Fraud costs the US health system a lot. As do wasteful spending and abuse of health services. In many organizations the process to detecting these are ad hoc, opportunistic, relying on tip offs, hunches and the curiosity and perseverance of investigators. While these are methods can be effective in isolated cases, they are manual, time consuming, and most importantly, likely missing many opportunities.
An automated fraud detection framework would enable more comprehensive and earlier detection, leading to proactive fraud prevention.
Such a framework would contain 6 components:
1 Data ingest engine
Collate multiple datasets, perform necessary normalization, transforms, and other ETL processes. Automate as many of these steps as possible.
Build in checks for data completeness, to reduce as much of the noise in data as possible.
2 Pattern structuring
This is the key step in the fraud detection pipeline. Construct patterns from data to enable outlier detection. These patterns should be built along different layers of the data structure, to enable detection of trends that lead to outliers.
The layers of data may include:
- Line level – you can detect for example duplicate lines, patterns that indicate claims are being submitted deliberately to fool your claims adjudication engine.
- Procedure, procedure cluster, drug level – identifying fast changing trends in claims for individual procedures or clusters of procedures is probably where you will find the most fraud prevention opportunities.
- Provider level – wherever you see major upticks in claims by individual provider or groups of providers, that should raise alarm bells, justifying a deeper analysis.
- Patient level – while patient level claims will almost always be sporadic, you can gauge fraud behavior like pill shopping only if your data was aggregated at the patient level.
- Temporal – in all the above patterns, you will need temporal segments, e.g. quarterly or half yearly, to derive the trends. Beware of seasonality when comparing intra year.
Metrics: in these layers above, create metrics that help you identify sources of uptick. Here is a formula that helps you see the picture.

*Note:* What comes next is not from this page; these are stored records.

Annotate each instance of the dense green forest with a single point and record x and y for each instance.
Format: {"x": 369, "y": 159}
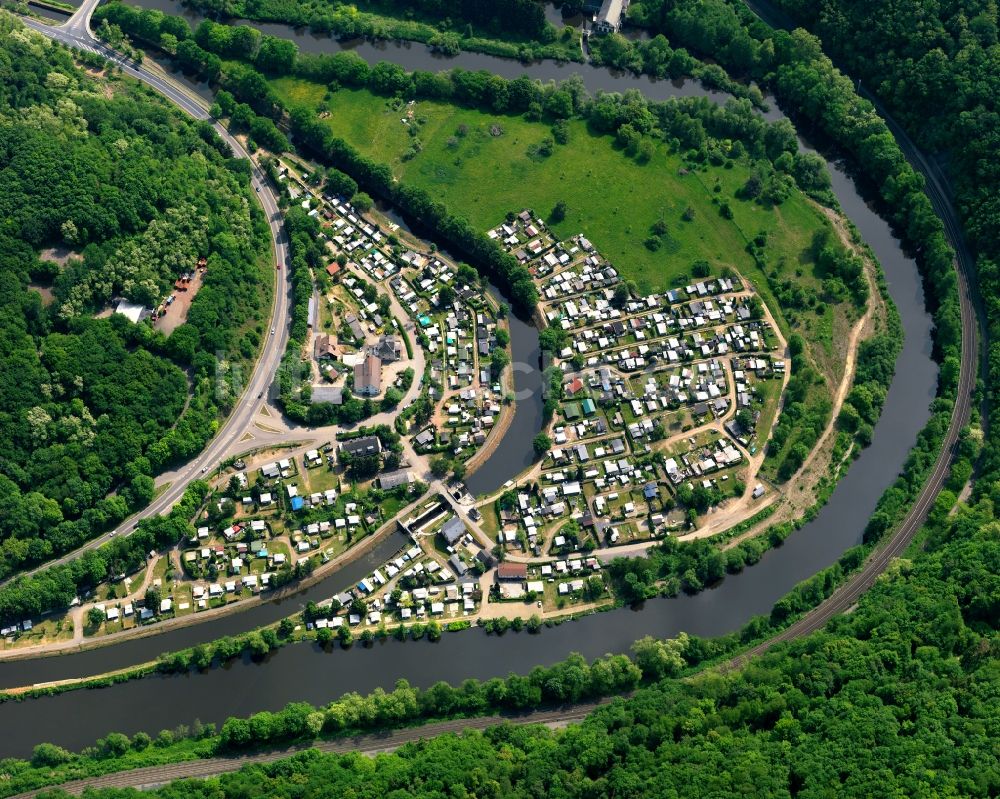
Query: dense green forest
{"x": 105, "y": 193}
{"x": 937, "y": 67}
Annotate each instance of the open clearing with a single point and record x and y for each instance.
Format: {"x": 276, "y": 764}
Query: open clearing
{"x": 612, "y": 198}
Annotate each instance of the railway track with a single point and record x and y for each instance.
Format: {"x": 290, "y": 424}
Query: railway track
{"x": 938, "y": 189}
{"x": 370, "y": 744}
{"x": 839, "y": 602}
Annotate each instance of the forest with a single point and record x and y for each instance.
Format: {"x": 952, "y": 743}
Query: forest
{"x": 896, "y": 699}
{"x": 106, "y": 193}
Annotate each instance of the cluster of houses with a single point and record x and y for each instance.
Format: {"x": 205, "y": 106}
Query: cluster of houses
{"x": 636, "y": 368}
{"x": 699, "y": 461}
{"x": 518, "y": 581}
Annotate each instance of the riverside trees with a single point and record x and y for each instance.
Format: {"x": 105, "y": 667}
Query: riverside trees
{"x": 129, "y": 195}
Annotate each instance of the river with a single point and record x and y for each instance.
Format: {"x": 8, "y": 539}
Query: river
{"x": 302, "y": 672}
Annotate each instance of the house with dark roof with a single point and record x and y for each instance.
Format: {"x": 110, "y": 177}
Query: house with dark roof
{"x": 508, "y": 572}
{"x": 368, "y": 377}
{"x": 388, "y": 349}
{"x": 332, "y": 394}
{"x": 366, "y": 445}
{"x": 453, "y": 530}
{"x": 324, "y": 347}
{"x": 391, "y": 480}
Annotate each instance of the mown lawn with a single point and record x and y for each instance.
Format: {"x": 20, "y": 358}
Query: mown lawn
{"x": 612, "y": 199}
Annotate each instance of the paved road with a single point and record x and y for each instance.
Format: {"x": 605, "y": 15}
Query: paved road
{"x": 371, "y": 745}
{"x": 76, "y": 33}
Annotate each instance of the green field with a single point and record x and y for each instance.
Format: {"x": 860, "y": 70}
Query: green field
{"x": 483, "y": 165}
{"x": 612, "y": 199}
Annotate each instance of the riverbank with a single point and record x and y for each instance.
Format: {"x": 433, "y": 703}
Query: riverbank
{"x": 717, "y": 607}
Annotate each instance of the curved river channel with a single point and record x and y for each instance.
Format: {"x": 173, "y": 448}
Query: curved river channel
{"x": 302, "y": 672}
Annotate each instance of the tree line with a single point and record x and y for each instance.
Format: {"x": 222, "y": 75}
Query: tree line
{"x": 128, "y": 195}
{"x": 895, "y": 698}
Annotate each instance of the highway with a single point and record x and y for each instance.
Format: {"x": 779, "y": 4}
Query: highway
{"x": 76, "y": 33}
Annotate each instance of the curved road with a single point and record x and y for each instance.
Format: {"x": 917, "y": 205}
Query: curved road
{"x": 76, "y": 33}
{"x": 938, "y": 189}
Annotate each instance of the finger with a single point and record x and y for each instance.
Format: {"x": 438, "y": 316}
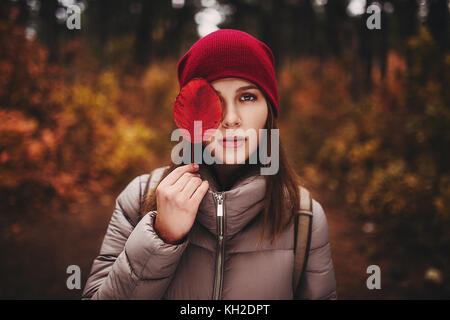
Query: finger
{"x": 200, "y": 192}
{"x": 181, "y": 183}
{"x": 172, "y": 177}
{"x": 191, "y": 186}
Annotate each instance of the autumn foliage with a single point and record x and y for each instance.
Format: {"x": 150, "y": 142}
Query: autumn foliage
{"x": 77, "y": 130}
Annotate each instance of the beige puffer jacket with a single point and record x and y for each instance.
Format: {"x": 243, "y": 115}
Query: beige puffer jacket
{"x": 134, "y": 263}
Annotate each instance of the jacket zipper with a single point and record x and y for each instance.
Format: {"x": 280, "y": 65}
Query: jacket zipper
{"x": 219, "y": 197}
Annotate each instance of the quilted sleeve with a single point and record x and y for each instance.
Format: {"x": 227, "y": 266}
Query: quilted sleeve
{"x": 319, "y": 280}
{"x": 134, "y": 262}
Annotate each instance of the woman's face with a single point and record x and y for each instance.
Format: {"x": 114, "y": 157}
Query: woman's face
{"x": 245, "y": 112}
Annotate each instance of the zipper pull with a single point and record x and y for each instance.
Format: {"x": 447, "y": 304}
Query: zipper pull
{"x": 219, "y": 199}
{"x": 220, "y": 206}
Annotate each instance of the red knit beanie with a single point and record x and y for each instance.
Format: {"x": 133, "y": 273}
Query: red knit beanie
{"x": 231, "y": 53}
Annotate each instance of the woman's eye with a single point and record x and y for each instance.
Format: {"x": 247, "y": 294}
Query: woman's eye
{"x": 248, "y": 97}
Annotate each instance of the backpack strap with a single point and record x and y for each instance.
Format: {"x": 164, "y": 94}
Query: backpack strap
{"x": 303, "y": 223}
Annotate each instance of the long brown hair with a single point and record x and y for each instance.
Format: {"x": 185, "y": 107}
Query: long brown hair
{"x": 282, "y": 193}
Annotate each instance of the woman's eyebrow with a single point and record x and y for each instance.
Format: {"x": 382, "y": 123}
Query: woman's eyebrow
{"x": 241, "y": 88}
{"x": 247, "y": 87}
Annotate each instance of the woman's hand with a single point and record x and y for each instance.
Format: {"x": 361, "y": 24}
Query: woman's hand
{"x": 178, "y": 196}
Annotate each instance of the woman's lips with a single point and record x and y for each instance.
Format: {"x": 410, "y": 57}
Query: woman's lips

Total cost = Providers * patients/provider * claims/patient * $/claim
If total cost increased 80%, understanding the sizes of the components that make up the 80% helps you identify the true driver of the uptick, e.g. more patients per provider. This would focus your investigation on the key driver, leading to faster fraud discovery.
Rule based – build out fraud patterns already known to you. These could be opioid abusers, unbundling of procedure codes etc. Ideally your platform should allow non-analysts the ability to easily create these rules-based patterns so they can test their intuition independently and quickly.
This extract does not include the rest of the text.